Several initiatives to develop or produce cheaper precision weapons – and even deliver them to Ukraine – have been proposed. The Pentagon started evaluating production of the GLSDB, a ubiquitous GBU-39 bomb modified with a rocket motor. The UK included the development of a low-cost cruise missile into weapons production plans. The pitches of both cases cited the Ukraine war as a major influence.
Heavy use of unmanned aerial vehicles has been a prominent feature of many armed conflicts in previous decades. The war in Ukraine ramped up this trend even further. From grainy footage of Bayraktar TB2 strikes to videos of DJI Mavics engaging in dogfights, drones have been in the spotlight since the start of the war.
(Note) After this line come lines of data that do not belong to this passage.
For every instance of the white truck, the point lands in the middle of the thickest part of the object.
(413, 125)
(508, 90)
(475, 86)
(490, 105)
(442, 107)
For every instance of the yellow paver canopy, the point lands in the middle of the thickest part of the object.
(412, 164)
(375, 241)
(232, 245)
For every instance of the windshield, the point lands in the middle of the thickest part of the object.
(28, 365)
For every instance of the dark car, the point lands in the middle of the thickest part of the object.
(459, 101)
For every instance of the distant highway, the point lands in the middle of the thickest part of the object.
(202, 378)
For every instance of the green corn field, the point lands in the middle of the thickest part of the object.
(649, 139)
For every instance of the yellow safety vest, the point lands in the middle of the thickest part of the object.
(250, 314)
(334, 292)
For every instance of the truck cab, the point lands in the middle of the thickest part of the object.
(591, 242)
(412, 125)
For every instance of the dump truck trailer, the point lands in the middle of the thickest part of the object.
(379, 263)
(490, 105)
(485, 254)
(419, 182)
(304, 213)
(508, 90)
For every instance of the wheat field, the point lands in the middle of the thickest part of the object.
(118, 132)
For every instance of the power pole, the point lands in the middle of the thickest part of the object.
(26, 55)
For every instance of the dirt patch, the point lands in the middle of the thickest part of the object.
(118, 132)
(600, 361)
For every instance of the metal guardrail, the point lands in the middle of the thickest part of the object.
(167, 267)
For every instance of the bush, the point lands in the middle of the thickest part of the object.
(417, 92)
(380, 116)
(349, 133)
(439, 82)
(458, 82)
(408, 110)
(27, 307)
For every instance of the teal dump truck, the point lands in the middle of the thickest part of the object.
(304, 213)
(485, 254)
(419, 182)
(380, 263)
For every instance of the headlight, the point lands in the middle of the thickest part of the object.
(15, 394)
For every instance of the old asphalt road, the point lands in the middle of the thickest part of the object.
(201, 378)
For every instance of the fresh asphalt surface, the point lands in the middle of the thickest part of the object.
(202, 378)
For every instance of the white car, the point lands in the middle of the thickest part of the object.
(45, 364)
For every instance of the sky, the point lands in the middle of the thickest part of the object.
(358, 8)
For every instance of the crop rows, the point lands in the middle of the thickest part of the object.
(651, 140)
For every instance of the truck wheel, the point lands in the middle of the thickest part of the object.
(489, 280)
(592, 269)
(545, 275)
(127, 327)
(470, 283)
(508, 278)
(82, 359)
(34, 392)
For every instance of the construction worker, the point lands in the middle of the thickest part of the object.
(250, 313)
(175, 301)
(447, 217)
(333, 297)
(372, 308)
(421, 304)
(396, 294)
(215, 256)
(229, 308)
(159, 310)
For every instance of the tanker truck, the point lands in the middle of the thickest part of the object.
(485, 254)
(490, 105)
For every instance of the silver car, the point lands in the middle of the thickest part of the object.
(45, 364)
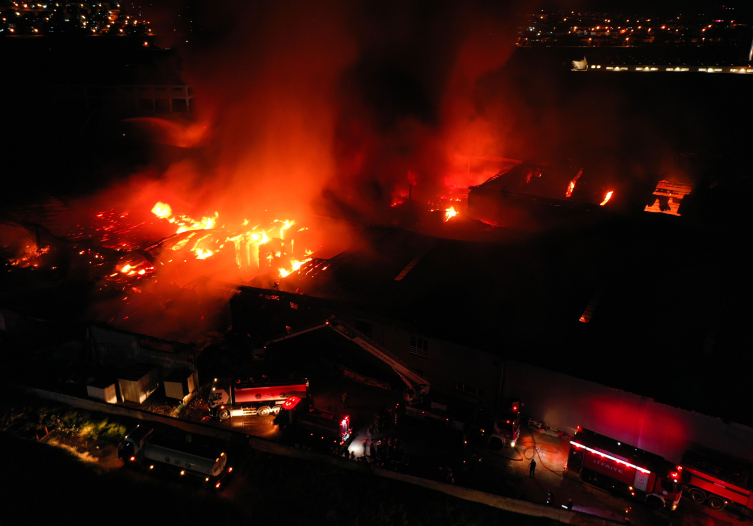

Investments into unmanned technologies skyrocketed: Baykar admitted struggling to keep up with the inflow of orders for the TB2, while production of loitering munitions increased dramatically. Some analysts even predict that military purchases are going to become the main driver in the commercial drone market.
However, the fact that drones are important is a lesson that militaries learned decades ago. Russia’s invasion of Ukraine supplemented that lesson with another one: it is important to use drones wisely.
According to Volker, Bayraktars were highly effective during the opening phase of the war, while GBAD networks were still not established – however, the effectiveness of these slow, low-cost machines has waned since then. Bronk agrees with that, and adds that Russia experienced the same struggle with their equally cheap Orlan drones that are only effective if the enemy’s air defenses are not well set up – otherwise the service life of any conventional drone becomes very short.
It has long been understood that non-stealthy, non-autonomous drones have limited applicability on a battlefield where air defenses are active, and the war in Ukraine has illustrated that once again. Autonomy, attritability and other measures can mitigate that to some extent, analysts argue, but it should be noted that drones alone are not a magic technology that will change the way wars are fought.